The double precision floating point format has 53 bits in its manitissa of which one is implicit. This means that it can represent all positive and negative integers in the range 2^0 to 2^53-1.

0 (zero) is a special case which has its own format.

When it comes to a 0.25 spacing the range is straight-forwardly calculated to be 2^-2 to 2^51-0.25. This means that quite a few but by no means all multiples of 0.25 are exactly representable in the double precision format, just as a quite a few but not all integers are exactly representable.

So if you have an exactly representable spacing of 2^x the representable range is 2^x to 2^(53+x)-2^x.

Answer 2

The values 0.5 and 0.25 themselves will be exact. The intermediate values of your calculation may or may not be, depending on their range.
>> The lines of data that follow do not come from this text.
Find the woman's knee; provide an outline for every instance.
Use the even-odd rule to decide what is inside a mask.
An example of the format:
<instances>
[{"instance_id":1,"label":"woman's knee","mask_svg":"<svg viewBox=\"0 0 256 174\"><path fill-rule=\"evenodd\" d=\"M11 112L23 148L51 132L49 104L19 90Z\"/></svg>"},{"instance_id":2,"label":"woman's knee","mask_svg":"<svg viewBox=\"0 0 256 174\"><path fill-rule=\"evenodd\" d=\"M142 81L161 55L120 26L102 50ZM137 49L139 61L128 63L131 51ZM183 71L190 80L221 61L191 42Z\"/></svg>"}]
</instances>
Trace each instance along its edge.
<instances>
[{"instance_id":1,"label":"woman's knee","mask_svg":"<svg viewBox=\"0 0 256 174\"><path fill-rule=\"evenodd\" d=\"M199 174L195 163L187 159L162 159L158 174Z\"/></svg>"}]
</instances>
IEEE doubles have a 52-bit mantissa, so they will exactly represent to the 0.25 numbers that need 50 bits or fewer in the mantissa, which is about 15 decimal digits.

So if you add 0.25 to 100000000000000 (10^14), you'll get 100000000000000.25. But if you add 0.25 to 10000000000000000 (10^16), you'll lose the fraction.

Answer 3

dasblinkenlight is absolutely correct. Double/float and integer types are stored differently according to IEEE754. Watch this for an easy tutorial if you are curious about it.

Answer 4

Numbers 0.5, 0.25, 0.125 and so on represent negative powers of two, and therefore are representable exactly in IEEE 754 types. Using these numbers does not result in representation errors.